The fix ended up being simpler than I thought but doesn't make it any easier to find when you're learning as you go. I just had to set an Offset of (0, -32) on the sprite, which moves the picture up while leaving the origin at the feet where it belongs.

Godot Inspector UI showing the offset and position settings

The Boundary issue:

So I fixed the interaction problem right? Wrong.

I fixed the origin but the interaction was still broken but for a different reason now. I setup a tile marker to show me what tile it was using to determine reach and noticed that the tile marker jittered when the player moved diagonally, and the reach was off by one in a way that changed as you continue to move.

An in game screenshot showing the tile marker incorrectly highlighting the tile diagonally left of the player.

The feet were landing at exactly y = 16 * some_integer. Precisely on a tile boundary.

local_to_map floors, so a sample point sitting exactly on the seam flips between two tiles with sub-pixel movement.

The fix? Sample from 8 pixels up, which is the center of the tile the player is standing in. Now you have to move a full half tile before the resulting tile marker changes instead of a fraction of a pixel.

Lights, Camera, Earthquake?:

I had setup my camera on day 1 and continued on without much of a thought but after setting up and wiring the player animations properly I noticed the sprite seemed extremely jittery in movement.
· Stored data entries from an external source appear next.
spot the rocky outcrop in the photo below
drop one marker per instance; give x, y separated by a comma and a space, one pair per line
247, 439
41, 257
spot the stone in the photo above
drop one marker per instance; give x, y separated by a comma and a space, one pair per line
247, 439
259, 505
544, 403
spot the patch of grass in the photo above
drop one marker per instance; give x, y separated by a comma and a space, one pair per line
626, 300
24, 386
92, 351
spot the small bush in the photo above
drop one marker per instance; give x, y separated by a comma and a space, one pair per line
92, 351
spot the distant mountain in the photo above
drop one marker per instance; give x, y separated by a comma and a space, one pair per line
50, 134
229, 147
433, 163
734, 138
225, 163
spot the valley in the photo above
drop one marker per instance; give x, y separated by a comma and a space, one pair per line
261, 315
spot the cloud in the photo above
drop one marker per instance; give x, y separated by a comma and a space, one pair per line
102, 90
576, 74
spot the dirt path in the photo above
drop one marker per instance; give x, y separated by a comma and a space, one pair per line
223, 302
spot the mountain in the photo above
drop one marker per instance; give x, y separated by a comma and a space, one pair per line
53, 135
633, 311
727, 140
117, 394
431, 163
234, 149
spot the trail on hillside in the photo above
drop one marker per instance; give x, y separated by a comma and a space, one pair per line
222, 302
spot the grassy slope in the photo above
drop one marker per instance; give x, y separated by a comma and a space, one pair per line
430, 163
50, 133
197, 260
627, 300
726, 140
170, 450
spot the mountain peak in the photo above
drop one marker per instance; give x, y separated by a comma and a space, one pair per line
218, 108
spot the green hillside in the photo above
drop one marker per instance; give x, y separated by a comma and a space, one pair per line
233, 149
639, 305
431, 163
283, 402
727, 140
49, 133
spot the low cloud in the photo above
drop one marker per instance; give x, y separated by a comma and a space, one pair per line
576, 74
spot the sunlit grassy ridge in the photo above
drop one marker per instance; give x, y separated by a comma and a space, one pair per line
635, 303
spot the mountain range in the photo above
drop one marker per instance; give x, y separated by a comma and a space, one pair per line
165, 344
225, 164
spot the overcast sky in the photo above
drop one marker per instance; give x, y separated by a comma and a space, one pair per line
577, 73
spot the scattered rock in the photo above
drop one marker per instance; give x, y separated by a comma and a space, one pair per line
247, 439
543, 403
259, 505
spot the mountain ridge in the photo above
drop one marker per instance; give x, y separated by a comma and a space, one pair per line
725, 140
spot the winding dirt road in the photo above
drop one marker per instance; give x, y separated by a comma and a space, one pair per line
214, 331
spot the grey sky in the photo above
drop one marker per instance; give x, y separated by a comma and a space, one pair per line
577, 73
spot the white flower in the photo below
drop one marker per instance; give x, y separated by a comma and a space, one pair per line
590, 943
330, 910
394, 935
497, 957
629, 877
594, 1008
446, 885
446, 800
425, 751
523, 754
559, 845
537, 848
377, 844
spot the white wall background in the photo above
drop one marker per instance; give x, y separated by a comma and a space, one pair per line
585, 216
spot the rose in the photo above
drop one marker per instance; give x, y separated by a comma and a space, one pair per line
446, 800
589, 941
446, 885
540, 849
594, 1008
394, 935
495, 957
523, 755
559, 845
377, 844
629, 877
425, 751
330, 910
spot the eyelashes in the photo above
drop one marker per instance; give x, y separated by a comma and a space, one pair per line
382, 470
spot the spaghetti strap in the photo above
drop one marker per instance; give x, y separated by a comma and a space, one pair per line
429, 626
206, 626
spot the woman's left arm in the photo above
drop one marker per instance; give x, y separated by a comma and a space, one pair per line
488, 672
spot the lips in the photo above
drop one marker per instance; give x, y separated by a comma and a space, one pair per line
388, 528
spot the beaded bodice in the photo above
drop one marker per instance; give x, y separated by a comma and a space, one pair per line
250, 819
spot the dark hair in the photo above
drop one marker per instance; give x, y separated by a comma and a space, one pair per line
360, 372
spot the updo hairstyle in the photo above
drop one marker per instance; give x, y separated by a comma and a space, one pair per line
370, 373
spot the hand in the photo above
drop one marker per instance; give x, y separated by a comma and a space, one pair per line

Turns out the feature toggle called "Position smoothing" within the Camera2D node was the culprit. Similar to the boundary issue above, at my viewport a smoothed camera lands on fractional pixel positions causing the entire character sprite to shake like they're in an earthquake. So contrary to it's name, turning off "position smoothing" actually made things smooth.

Where do we stand against the timeline

According to my own design doc and Trello board, even with the delay in start on day 2, I'm somehow 3 almost 4 days ahead of schedule. I've completed all the tasks I had assigned for days 3 and 4. Going forward I'm introducing height to the map, collision to objects, animals and interactions. I may upload a sloppy version of the game to Itch on Day 5 but for now things are going much smoother than any prior jam has in the past and I'm feeling pretty accomplished with what I've gotten done so far.

That's it for this first dev log, see you in the next one!